What I really wanted to do—candor demands candor—was to tell our guest from Giessen a fairy tale. About how the same arguments that he had presented so impressively had already induced us to look around for a strong partner, one with a presence throughout Thuringia and with a printing press in the region at his disposal. But Jörg’s outrage didn’t allow me any leeway to bluff.
A shift in the scenario was announced by someone banging on the front door, while in the same moment the vestibule door was flung open and the baron’s voice rang out in English, “Anybody home?”—a question that always sets him laughing, although no one else can figure out what is so funny.
The office door handle jiggled uselessly several times before the door slowly swung open. All that was visible of the baron were legs and boots, the rest was a box.
In a radiant mood, the baron cordially greeted the managing director and then was convulsed with laughter, because Käferchen, whom he had just met on the stairs, had locked the others out. Jörg ran downstairs.
I helped the baron carry the box into the next room. He asked if he could leave some things with us for a few days, until his office was ready.
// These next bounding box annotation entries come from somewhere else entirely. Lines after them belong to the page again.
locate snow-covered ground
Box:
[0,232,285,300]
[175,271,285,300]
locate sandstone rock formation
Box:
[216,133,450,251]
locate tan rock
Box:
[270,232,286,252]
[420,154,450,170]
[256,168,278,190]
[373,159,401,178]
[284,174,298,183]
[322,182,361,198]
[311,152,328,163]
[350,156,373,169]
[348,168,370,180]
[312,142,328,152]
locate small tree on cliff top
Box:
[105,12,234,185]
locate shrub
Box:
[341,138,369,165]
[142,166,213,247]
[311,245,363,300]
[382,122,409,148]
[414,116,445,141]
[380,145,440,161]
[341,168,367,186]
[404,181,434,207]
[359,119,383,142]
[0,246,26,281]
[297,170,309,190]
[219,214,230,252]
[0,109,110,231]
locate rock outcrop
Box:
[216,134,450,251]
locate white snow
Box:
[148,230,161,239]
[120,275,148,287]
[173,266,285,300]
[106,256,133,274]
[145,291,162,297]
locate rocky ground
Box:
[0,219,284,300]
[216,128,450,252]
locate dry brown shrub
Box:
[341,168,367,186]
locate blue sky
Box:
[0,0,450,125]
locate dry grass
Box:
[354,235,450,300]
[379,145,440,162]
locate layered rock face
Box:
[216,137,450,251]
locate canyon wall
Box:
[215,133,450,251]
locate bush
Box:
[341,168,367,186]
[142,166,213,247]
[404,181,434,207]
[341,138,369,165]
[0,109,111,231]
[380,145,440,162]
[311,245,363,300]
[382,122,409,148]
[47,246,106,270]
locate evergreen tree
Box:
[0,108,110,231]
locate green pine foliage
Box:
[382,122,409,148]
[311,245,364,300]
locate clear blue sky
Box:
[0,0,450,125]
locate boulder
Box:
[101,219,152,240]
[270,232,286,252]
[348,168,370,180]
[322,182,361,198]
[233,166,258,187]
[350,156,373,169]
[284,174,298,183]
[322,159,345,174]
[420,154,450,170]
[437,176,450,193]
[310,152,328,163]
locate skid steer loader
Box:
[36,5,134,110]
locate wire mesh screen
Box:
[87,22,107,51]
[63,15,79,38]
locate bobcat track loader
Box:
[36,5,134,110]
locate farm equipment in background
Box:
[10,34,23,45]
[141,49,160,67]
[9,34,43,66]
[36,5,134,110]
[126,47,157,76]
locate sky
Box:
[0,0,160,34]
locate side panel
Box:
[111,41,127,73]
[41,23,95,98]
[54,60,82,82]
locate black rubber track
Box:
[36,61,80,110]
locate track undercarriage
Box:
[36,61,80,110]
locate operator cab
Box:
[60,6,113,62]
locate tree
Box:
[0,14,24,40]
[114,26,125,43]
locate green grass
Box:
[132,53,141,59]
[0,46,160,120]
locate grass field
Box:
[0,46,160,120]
The managing director had got to his feet, magically drawn by the icon on the box, an apple with a bite taken out. Meanwhile Jörg had come back upstairs, together with two men also laden with heavy freight.
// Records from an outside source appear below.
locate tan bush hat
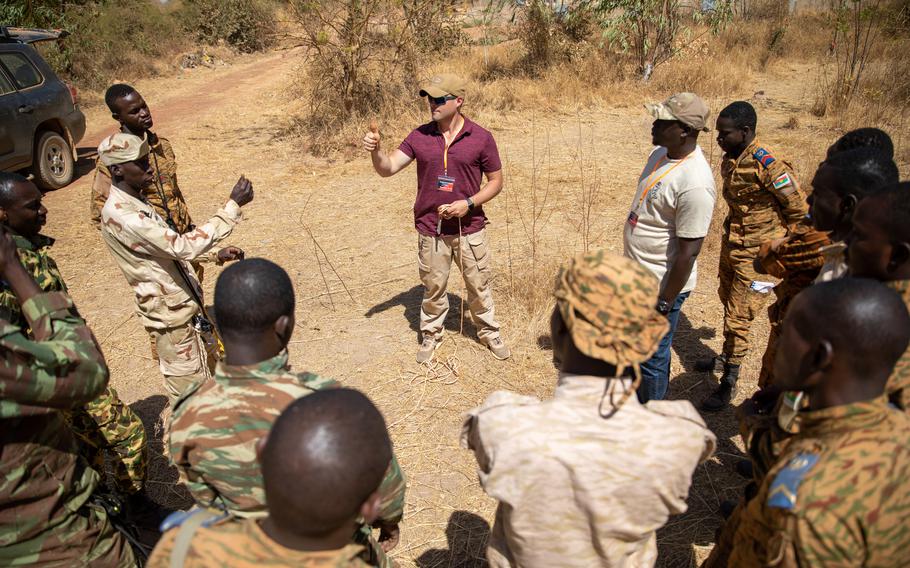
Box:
[98,132,149,166]
[645,93,711,132]
[555,251,670,368]
[420,73,467,98]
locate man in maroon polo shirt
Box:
[363,74,511,363]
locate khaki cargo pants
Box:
[717,241,768,365]
[148,322,218,406]
[417,229,499,344]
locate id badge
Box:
[436,176,455,193]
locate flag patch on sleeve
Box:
[772,172,793,189]
[752,148,774,169]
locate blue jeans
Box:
[637,292,689,404]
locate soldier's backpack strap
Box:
[161,509,227,568]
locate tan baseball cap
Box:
[420,73,467,98]
[645,93,711,132]
[98,132,149,166]
[554,250,670,367]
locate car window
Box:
[0,71,16,96]
[0,53,42,89]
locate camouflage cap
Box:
[420,73,466,98]
[555,250,670,367]
[98,132,149,166]
[645,93,711,132]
The one, Andy, an American who spoke as good as no German, the other our lawyer, Bodo von Recklewitz-Münzner.
We have von Recklewitz to thank that we can now sleep peacefully in regard to the Pipping Window affair. Recklewitz’s face—with a pointy nose that juts out at an angle—actually does have something aristocratic about it. His smile resembles the baron’s—he likewise tugs up just the left half of his mouth. Andy, a tall, broad-shouldered, blue-eyed, reddish blond, laughs a lot, and loud. His eyes are constantly checking out the baron, who translates things for him now and then. “Wie geht’s?” Andy said, squeezing my hand and seeming to explore my eyes. The managing director said, “How do you do?” in English, and asked me in a low voice, “You’re retooling?” I nodded.